||Notwithstanding any other provision of this Act, if a taxpayer acquires a share in an unbundled company from an unbundling company in terms of an unbundling transaction defined in section 46 and a share in that unbundling company was within a period of two years preceding the acquisition held by a person who was a connected person in relation to the taxpayer at any time during that period, and any amount received by or accrued to that person in respect of the disposal of the share at any time during that period would not have been subject to normal tax or would not have been taken into account for purposes of determining the net income, as defined in section 9D, of that person, the expenditure incurred by the taxpayer in respect of any share held in that company as a result of that unbundling transaction shall not for purposes of this Act exceed an amount determined in accordance with subsection (2).

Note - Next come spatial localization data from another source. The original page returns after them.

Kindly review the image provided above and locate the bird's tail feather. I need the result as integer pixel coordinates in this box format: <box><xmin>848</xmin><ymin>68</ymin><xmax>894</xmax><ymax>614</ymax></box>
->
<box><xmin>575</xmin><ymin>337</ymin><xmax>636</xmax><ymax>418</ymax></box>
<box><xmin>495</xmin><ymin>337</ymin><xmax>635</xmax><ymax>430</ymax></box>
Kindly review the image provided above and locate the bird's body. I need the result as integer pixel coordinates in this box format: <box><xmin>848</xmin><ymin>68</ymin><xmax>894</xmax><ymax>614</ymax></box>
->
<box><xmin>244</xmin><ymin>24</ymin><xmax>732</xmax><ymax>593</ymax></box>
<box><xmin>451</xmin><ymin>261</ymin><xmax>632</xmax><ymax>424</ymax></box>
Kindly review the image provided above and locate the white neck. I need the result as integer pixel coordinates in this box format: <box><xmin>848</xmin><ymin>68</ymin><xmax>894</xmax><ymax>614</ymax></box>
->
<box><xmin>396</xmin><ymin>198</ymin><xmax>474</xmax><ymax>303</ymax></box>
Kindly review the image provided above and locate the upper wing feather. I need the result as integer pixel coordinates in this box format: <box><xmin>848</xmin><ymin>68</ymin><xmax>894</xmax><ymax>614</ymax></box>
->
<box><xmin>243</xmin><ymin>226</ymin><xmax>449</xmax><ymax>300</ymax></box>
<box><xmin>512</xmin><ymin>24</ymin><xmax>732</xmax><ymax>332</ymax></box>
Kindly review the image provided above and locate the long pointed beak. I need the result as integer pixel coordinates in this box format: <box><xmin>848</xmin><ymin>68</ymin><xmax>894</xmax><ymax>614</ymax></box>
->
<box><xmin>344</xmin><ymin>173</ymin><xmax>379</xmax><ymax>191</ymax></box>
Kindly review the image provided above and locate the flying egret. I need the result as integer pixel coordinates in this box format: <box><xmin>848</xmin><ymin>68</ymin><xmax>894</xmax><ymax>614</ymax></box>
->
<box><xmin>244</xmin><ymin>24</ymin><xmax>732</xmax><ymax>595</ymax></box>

[Section 46A(1) substituted by section 28(1) of the Taxation Laws Amendment Act, 2021 (Act No. 20 of 2021), Notice No. 770, GG45787, dated 19 January 2022 - comes into operation on 1 January 2022 and applies in respect of the allocation of expenditure to unbundled shares acquired on or after that date (section 28(2))]

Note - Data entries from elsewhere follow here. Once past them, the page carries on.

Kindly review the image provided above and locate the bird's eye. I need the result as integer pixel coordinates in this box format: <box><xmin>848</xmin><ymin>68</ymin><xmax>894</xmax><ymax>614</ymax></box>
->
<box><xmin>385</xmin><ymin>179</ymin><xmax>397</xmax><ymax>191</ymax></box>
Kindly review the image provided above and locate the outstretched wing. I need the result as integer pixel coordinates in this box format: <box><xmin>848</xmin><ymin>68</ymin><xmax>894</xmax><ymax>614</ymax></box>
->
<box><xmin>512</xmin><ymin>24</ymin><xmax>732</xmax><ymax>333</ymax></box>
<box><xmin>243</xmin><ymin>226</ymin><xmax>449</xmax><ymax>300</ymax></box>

||The amount to be determined for purposes of subsection (1) is the sum of—
||the cost of the equity share to the connected person contemplated in subsection (1) that first held that share less the sum of all deductions that have been allowed in respect of the share to any connected person that held that share during that period;
||any amount contemplated in paragraph (n) of the definition of "gross income" in section 1 that is required to be included in the income of any connected person that held that share during that period that arises as a result of the disposal of the share by any such person; and
||any capital gain of any connected person that held that share during that period that arises as a result of the disposal of the share by any such person.